I've been struggling lately. I don't know if it's the upcoming surgery that has me more contemplative. I've been thinking about Michael, myself, our relationship, and his future. I'm an enabler. I have a hard time telling Michael "no" when he asks for something, but especially since Amanda died. I know there were many times when Amanda was still alive that she'd ask for something (i.e. to have her nails done), and we said "No" when it would have been just as easy to say yes, even if it hurt a little financially at the time. Since Amanda died, I look back at all of those lost opportunities for the relationship to be built, those times to connect.
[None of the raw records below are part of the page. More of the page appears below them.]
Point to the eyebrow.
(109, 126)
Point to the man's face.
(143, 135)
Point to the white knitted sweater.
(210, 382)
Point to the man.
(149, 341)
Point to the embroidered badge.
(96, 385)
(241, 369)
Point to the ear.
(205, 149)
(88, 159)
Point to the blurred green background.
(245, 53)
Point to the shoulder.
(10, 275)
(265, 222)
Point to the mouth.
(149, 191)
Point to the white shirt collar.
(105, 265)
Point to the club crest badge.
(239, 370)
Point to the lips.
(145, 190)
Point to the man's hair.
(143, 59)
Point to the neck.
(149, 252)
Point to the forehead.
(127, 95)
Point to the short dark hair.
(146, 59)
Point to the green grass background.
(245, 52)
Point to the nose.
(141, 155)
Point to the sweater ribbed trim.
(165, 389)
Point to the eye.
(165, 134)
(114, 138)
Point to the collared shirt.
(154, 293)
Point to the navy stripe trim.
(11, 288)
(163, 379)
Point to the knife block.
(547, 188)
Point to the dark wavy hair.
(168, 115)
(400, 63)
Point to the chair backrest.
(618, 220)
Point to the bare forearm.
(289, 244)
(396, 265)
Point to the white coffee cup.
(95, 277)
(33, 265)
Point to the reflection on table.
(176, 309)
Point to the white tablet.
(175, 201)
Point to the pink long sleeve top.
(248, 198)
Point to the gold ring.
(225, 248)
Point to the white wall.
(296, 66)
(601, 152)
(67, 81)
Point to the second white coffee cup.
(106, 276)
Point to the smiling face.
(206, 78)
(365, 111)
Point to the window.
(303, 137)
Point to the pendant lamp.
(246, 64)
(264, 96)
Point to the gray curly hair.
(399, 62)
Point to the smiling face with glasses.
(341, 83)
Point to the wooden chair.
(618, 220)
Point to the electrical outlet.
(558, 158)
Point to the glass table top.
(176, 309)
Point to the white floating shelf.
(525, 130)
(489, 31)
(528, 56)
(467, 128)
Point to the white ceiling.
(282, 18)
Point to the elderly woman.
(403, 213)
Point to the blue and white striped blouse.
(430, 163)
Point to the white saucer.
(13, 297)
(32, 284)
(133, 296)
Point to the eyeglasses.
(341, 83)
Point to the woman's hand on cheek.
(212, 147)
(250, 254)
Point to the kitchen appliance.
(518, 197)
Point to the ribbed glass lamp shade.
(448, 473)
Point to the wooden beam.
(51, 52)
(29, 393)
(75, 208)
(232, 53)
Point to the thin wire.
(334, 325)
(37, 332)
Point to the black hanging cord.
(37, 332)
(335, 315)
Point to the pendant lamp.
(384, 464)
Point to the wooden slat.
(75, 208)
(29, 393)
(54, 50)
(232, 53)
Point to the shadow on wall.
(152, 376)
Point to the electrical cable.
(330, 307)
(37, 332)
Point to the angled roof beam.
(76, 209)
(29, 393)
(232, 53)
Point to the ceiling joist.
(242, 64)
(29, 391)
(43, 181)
Not that we should have said yes to everything and spoil her, but what really would it have hurt to say yes more than we did? And so I have some regrets and I don't want to have those with Michael, BUT...
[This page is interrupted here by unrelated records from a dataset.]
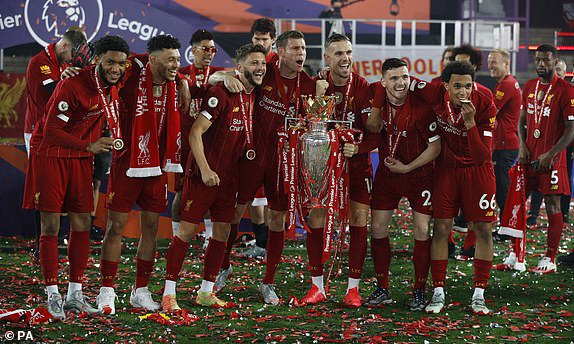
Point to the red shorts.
(197, 199)
(64, 185)
(471, 188)
(179, 182)
(361, 185)
(252, 175)
(149, 193)
(552, 182)
(388, 190)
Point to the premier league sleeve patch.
(212, 102)
(63, 106)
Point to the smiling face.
(164, 64)
(339, 58)
(203, 53)
(545, 64)
(396, 83)
(111, 66)
(293, 55)
(252, 70)
(560, 69)
(459, 88)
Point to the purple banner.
(44, 21)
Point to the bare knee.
(277, 221)
(421, 231)
(483, 231)
(442, 229)
(50, 223)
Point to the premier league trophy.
(315, 172)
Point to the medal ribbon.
(396, 125)
(247, 119)
(111, 109)
(537, 113)
(283, 92)
(451, 113)
(346, 97)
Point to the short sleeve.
(567, 103)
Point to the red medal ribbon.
(111, 108)
(283, 92)
(451, 114)
(346, 97)
(247, 119)
(396, 125)
(539, 111)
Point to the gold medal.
(250, 154)
(118, 144)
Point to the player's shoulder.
(359, 81)
(79, 83)
(217, 95)
(563, 84)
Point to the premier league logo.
(47, 20)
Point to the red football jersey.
(558, 107)
(75, 117)
(42, 70)
(270, 111)
(507, 99)
(225, 140)
(456, 145)
(407, 133)
(198, 80)
(354, 104)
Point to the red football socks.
(555, 223)
(451, 238)
(421, 262)
(381, 253)
(49, 258)
(314, 243)
(143, 272)
(175, 256)
(108, 270)
(357, 250)
(275, 245)
(230, 240)
(213, 258)
(438, 270)
(481, 272)
(78, 251)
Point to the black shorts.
(102, 163)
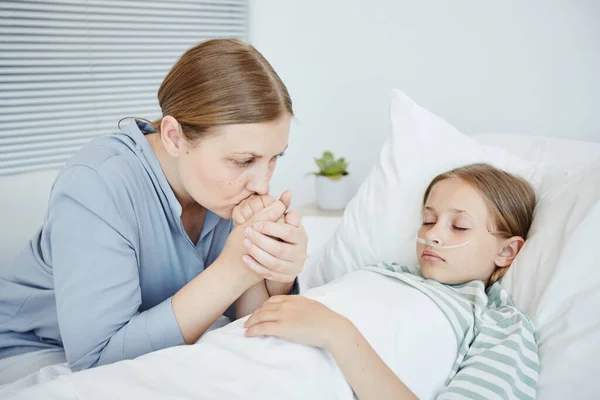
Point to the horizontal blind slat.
(70, 69)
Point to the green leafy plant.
(331, 167)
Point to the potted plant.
(332, 182)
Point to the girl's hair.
(221, 82)
(509, 198)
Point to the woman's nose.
(434, 233)
(259, 182)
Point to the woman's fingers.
(272, 263)
(286, 232)
(278, 249)
(266, 273)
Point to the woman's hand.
(298, 319)
(234, 250)
(251, 206)
(276, 251)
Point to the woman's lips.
(429, 255)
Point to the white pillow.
(381, 221)
(555, 278)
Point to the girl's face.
(454, 214)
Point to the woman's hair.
(509, 198)
(221, 82)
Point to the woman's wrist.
(340, 335)
(238, 273)
(278, 288)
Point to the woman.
(120, 266)
(444, 330)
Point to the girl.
(445, 329)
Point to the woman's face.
(455, 213)
(221, 170)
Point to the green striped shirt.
(497, 345)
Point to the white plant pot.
(333, 195)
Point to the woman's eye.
(277, 157)
(243, 163)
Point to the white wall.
(505, 66)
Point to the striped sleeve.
(501, 363)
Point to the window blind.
(70, 69)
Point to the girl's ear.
(171, 136)
(508, 251)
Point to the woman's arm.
(309, 322)
(252, 299)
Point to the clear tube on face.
(440, 246)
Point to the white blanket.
(404, 326)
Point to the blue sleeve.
(96, 279)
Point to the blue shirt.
(98, 277)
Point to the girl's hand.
(298, 319)
(276, 251)
(251, 206)
(234, 250)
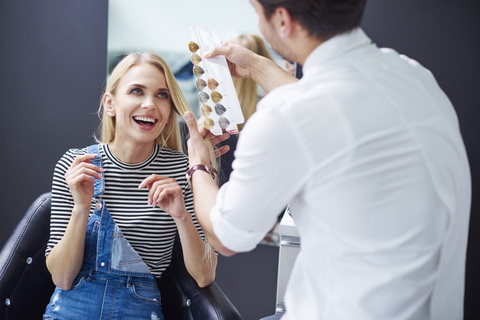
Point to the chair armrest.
(182, 298)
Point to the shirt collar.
(335, 47)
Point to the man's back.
(383, 210)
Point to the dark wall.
(52, 70)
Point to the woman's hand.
(79, 178)
(165, 193)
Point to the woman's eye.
(136, 90)
(163, 95)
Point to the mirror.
(163, 27)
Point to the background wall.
(52, 69)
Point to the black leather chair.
(26, 285)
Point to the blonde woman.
(117, 205)
(247, 89)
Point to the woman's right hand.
(79, 178)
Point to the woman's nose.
(148, 104)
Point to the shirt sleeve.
(268, 171)
(62, 200)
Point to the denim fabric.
(114, 282)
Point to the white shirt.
(367, 152)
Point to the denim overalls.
(114, 282)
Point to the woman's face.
(141, 105)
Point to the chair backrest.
(26, 285)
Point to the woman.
(249, 93)
(105, 255)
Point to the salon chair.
(26, 285)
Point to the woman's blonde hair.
(247, 88)
(170, 136)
Michael is my baby...he will always be my baby, but he is not A baby, and I need to let him fall sometimes on his own without trying to swoop in and prevent...what? Financial hardship of his own making? Him feeling the repercussions of poor decision making and lack of planning? What I'm really preventing are learning opportunities for him to grow, to feel the sting and say OUCH! I shouldn't do "that" again.
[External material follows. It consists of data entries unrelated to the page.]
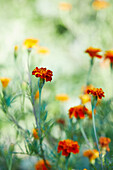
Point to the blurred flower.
(67, 146)
(93, 52)
(98, 92)
(42, 50)
(61, 121)
(5, 81)
(104, 143)
(78, 112)
(91, 154)
(65, 6)
(100, 4)
(43, 73)
(40, 165)
(109, 55)
(35, 134)
(37, 95)
(85, 98)
(62, 97)
(30, 43)
(89, 113)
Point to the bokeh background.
(67, 34)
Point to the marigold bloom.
(37, 95)
(40, 165)
(62, 97)
(5, 81)
(42, 50)
(91, 154)
(43, 73)
(65, 6)
(30, 43)
(78, 112)
(35, 134)
(109, 55)
(100, 4)
(93, 52)
(85, 98)
(104, 143)
(61, 121)
(98, 92)
(67, 146)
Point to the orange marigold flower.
(5, 81)
(93, 52)
(91, 154)
(104, 143)
(78, 112)
(37, 95)
(62, 97)
(61, 121)
(35, 134)
(100, 4)
(85, 98)
(42, 50)
(67, 146)
(43, 73)
(65, 6)
(30, 43)
(89, 113)
(109, 55)
(98, 92)
(40, 165)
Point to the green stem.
(84, 135)
(94, 127)
(89, 72)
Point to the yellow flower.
(35, 134)
(42, 50)
(37, 95)
(100, 4)
(85, 98)
(5, 81)
(91, 154)
(30, 43)
(16, 48)
(65, 6)
(62, 97)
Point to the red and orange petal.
(35, 134)
(98, 92)
(78, 112)
(91, 154)
(100, 4)
(5, 81)
(65, 6)
(30, 43)
(43, 73)
(93, 52)
(68, 146)
(109, 55)
(104, 142)
(40, 165)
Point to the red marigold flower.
(96, 92)
(109, 55)
(104, 143)
(78, 112)
(67, 146)
(93, 52)
(40, 165)
(43, 73)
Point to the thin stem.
(94, 127)
(89, 72)
(84, 135)
(32, 97)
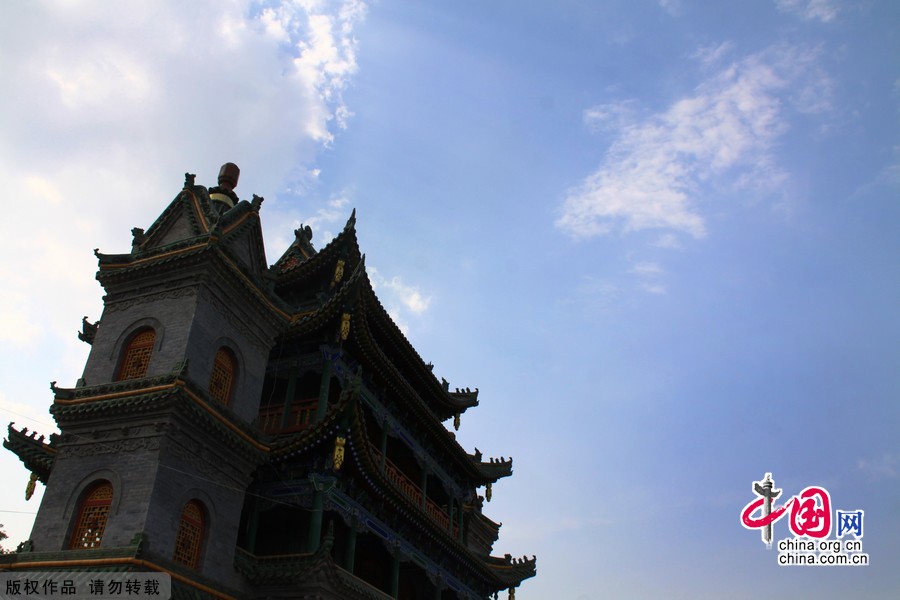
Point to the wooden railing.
(301, 417)
(413, 492)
In the last two months or so, we've spent a lot of money on Michael. Now granted, we CHOSE to do this, so he could go see his father and sisters. We feel that was important. But see, it wasn't just the flight and travel money, then it's money to make up for his lost work when he gets back. It's hey, I forgot I need my meds, may I please get some money? And I rationalize, well those are important, so here's the money. And then it's that he needs contacts. Again, I rationalize the importance of those and purchase his eye appointment and 2 years of contacts....but the last time I bought them we were leaving NC and I told him he had two years to start budgeting and saving for the next go-round. Fast forward two years and there I go paying again. And it's gas money sometimes, and his check was short so can I help him pay rent? There's a litany of occurrences. He always expresses his great thankfulness, so there's that, but...he's 26 now. Yesterday he texted me this sweet note but was asking if I would "help" him get his fishing license so he could take Sara out on a boat fishing at River Park North. I lied to him and said I didn't have the money. I felt terrible for lying to him and I thought saying No might split me in two. Then I worry about, well is he going to put it on his credit card and just add to his debt then?? He likes to go and do like we all do, but he doesn't have the income for it...at all. So since I'm connected to his checking account and I can see when he's gone to Christy's Euro Pub and blown money that, had he planned ahead, could have been used for X, Y, or Z, and then he asks me for money, it bothers me. So I'm not mad at myself for saying No, (I mean clearly I say "yes" too much!), but then the guilt starts of....would I look back on this if something were to happen to him and regret it? In this instance, I definitely think not. It's just a struggle. Letting go. Needing him to grow up, but then I've been preventing that in many ways. I mean, he pays his bills, gas, etc., 99% of the time, he just needs to learn to budget and plan ahead. Part of me thinks...well geez, at 26 I had a 2-year-old and a 7-year old....but he's not me, and I've been enabling this behavior of spending all I have and then asking mom when I can't do _____.